Blue Monday and how to get through the January Blues

January can feel like the longest month of the year. After the festive highs and the dark days of winter, many people experience low mood, fatigue, and a sense of monotony-often labeled as “Blue Monday” or the broader January blues. While there’s no single cure, there are practical, evidence-based strategies you can weave into daily life to brighten your winter and boost resilience.
What is Blue Monday?
Blue Monday is a term coined to describe the idea that the third Monday of January is the most depressing day of the year. While the science is more nuanced than a single day, the concept captures a real phenomenon…. post-holiday fatigue, cold and darker days, financial strain, and unmet New Year resolutions can contribute to mood dips and reduced motivation. Some key contributors to the January blues can be reduced daylight and circadian disruption. Weather-related inactivity along with holiday debt and financial stress. Social comparison and expectations.
Here are some of the things that l have done over the many years….and as the years go on for all of us, it does get more difficult, but keeping a positive attitude and an open mind to trying new things. I try to spend time outside during daylight hours, even on cloudy days. If possible, take a short walk at lunch or throughout the day. I also use periotic standing when the weather is very bad outside. As they say motion is lotion and keeping some type of physical movement going is the best practice. This one did not work for me, but may for you…. that is light therapy lamp in the morning if your schedule allows. Use it for 20-30 minutes daily, especially in darker months.

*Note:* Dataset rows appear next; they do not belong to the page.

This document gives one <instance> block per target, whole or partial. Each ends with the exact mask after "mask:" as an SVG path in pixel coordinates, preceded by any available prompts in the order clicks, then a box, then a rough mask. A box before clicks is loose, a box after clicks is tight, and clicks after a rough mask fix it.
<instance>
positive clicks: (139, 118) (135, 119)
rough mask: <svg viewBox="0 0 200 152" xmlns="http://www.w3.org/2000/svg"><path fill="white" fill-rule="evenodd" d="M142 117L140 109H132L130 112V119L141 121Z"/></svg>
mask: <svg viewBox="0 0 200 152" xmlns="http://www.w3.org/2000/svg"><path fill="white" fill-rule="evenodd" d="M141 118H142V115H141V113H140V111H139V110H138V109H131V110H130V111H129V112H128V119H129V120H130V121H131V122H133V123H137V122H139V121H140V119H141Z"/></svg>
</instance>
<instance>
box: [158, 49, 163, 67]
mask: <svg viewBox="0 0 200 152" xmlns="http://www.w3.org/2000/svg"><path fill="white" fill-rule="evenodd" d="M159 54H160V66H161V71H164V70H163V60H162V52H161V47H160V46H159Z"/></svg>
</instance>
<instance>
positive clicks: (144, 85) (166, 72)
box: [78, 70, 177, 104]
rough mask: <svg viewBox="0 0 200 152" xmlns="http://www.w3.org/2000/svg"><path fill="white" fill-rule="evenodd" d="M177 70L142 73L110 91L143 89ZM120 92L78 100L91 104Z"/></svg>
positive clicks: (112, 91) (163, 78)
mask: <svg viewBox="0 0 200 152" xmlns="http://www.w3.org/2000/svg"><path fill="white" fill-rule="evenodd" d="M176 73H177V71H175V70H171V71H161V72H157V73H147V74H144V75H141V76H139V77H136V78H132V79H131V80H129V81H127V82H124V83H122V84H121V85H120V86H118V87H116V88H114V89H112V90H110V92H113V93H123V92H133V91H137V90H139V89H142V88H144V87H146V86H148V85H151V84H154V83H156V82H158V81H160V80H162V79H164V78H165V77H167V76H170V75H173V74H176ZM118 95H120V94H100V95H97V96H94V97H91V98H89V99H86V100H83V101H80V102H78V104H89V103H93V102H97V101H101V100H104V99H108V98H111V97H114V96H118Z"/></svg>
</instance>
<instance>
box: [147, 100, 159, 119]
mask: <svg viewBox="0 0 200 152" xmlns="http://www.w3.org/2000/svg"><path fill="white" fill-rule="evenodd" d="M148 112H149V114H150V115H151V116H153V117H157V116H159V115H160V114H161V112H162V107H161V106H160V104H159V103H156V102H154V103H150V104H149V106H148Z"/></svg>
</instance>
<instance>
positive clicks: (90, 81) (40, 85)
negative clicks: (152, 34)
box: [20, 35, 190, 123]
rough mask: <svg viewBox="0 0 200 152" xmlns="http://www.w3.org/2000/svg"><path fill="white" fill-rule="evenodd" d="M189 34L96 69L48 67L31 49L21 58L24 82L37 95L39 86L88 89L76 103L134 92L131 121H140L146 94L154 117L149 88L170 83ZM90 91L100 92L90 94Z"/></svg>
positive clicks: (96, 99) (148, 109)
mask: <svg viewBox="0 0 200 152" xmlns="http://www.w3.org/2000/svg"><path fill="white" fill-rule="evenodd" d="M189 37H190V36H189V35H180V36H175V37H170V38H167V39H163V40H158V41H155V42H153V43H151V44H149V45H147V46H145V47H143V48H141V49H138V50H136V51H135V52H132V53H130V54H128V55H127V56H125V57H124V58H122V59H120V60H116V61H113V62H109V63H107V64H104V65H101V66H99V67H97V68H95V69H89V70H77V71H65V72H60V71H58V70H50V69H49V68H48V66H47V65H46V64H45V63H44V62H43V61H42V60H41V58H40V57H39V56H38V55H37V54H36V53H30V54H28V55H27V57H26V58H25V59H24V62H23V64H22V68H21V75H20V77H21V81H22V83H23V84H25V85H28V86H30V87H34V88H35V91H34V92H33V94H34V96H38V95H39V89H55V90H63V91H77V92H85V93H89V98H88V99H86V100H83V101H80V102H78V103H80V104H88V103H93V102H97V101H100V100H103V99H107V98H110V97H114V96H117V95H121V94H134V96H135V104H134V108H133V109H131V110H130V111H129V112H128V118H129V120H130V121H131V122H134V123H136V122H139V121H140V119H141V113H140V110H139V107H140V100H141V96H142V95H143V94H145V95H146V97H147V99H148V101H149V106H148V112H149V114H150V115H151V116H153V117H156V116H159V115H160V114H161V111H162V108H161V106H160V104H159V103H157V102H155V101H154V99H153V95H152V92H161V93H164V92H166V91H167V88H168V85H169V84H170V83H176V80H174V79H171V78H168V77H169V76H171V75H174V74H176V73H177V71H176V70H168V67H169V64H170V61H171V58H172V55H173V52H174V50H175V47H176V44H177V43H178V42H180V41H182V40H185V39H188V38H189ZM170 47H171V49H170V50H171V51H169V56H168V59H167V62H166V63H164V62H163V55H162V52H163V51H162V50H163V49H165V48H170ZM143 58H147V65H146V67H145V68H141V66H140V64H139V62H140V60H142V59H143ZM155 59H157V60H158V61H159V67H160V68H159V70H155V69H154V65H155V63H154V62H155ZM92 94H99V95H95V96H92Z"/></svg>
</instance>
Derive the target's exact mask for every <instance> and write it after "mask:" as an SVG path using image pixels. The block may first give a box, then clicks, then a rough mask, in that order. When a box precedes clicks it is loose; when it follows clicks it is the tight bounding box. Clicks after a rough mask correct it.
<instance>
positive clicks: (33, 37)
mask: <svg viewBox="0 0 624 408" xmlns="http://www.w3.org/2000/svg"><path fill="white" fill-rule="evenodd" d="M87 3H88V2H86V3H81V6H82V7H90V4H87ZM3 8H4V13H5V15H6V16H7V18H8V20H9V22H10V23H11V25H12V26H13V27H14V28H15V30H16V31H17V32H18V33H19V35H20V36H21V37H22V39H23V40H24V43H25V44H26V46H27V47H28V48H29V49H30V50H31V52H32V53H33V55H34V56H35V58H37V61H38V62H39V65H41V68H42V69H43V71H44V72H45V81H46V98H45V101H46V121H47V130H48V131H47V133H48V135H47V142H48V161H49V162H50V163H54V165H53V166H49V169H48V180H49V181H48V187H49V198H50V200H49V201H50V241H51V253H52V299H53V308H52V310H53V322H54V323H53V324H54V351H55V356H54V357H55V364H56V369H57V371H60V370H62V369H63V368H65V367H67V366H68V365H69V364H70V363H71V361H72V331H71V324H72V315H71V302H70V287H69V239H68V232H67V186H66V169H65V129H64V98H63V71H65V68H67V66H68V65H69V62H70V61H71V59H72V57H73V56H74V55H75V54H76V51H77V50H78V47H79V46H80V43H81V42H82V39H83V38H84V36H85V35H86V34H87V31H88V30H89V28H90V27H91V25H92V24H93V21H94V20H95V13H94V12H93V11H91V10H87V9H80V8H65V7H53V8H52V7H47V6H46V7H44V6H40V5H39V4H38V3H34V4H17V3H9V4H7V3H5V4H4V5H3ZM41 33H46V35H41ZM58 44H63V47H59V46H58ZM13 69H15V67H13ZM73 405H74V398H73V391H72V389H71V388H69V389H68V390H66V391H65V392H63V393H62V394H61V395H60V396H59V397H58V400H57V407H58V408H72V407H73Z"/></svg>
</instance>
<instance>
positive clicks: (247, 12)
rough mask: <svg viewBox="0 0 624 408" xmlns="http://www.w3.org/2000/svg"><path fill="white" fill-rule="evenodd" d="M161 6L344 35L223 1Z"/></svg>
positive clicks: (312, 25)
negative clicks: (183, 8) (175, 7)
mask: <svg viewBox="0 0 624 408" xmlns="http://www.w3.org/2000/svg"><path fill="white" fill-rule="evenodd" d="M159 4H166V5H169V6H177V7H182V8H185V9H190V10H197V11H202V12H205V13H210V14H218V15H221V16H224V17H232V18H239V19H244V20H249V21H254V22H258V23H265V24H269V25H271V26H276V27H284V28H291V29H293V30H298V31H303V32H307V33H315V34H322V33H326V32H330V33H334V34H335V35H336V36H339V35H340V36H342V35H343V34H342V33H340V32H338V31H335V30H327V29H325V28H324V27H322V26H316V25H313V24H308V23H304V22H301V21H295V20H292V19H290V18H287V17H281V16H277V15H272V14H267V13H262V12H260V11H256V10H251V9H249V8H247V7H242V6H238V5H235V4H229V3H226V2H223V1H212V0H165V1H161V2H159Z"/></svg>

Dr. Carlo Ammendolia who is a regular on Insight’s suggests consistent activity, 20-30 minutes most days can improve mood and energy. He suggests brisk walks, cycling, home workouts, or dance breaks. Even gentle yoga or stretching can help. I do a weekly stretch program with a registered therapist, and it has help get me flexible and mobile most day, but l still have my days. Exercise outdoors, when possible, fresh air plus sunlight can boost well-being. The latest trend that l have tries is tai-chi and l have not gotten enough to honestly say whether it has had any significant effect on me for the positive. I will stick this and let you know if l gain any benefits.
Dr. A will tell you that nourish your mood with a balanced approach to the winter months. His regime is a balanced program prioritizing complex carbs, lean proteins, and healthy fats to stabilize energy. The only vitamin that he recommends is vitamin D and being aware of your blood levels of which your family doctor can give you. Dr. A does not drink coffee and l asked why and his response was taste and preference and he decided to not drink coffee. And his last bit of recommendation is to try and not eat a heavy meal too close to bedtime.
Trying to connect with friends or folks that can help you either mentally or give you some comfort with a few laughs. However, if you are feeling isolated, connect with friends, family, or communities with shared interests. Helping others can improve mood and sense of purpose. For some reason giving whether time or a helping hand seems to always make me feel better and it activates the part of the brain that gives you a boost of vigor and reality, give it a try.
The biggest part for me is the mental aspect of winter and getting down regardless of what people try to tell you…. sometimes l get into that funk and myself at times do not know what to do and then my mind starts to wonder. The one and only thing lately that has continued to work is breathing and drinking water. Short daily mindfulness or breathing exercises can reduce stress. Here is my breathing tip when you get into that funk…. breath in for 4 second, hold for 7 seconds and exhale for 8 seconds and repeat 3 to 5 times.
Challenge negative thoughts with balanced evidence and reframe to more adaptive outlooks. Try to identify triggers and create a plan to minimize their impact. If you get stuck, breath and get up and move, and if you can’t move just stand at 10-to-5-minute intervals. Mindfulness is a big park of keeping your mind in a positive mode and mood. Try not to be around negative people, especially during the winter months. Try to limit scrolling in tik toc and Instagram as it only put you in a spiral and your mind will wonder and those though will stay with you all night long and will disrupt your sleeping habits. Persistent low mood and if blues persist for weeks, worsen, or disrupt daily functioning, consider talking to a healthcare professional.
The January blues are common, but they don’t have to define your winter. By prioritizing light, movement, nutrition, social connection, small achievable goals, and mental health tools, you can build buffer against low mood and create a winter that feels more manageable and even enjoyable.
Be grateful and make the best out of 2026!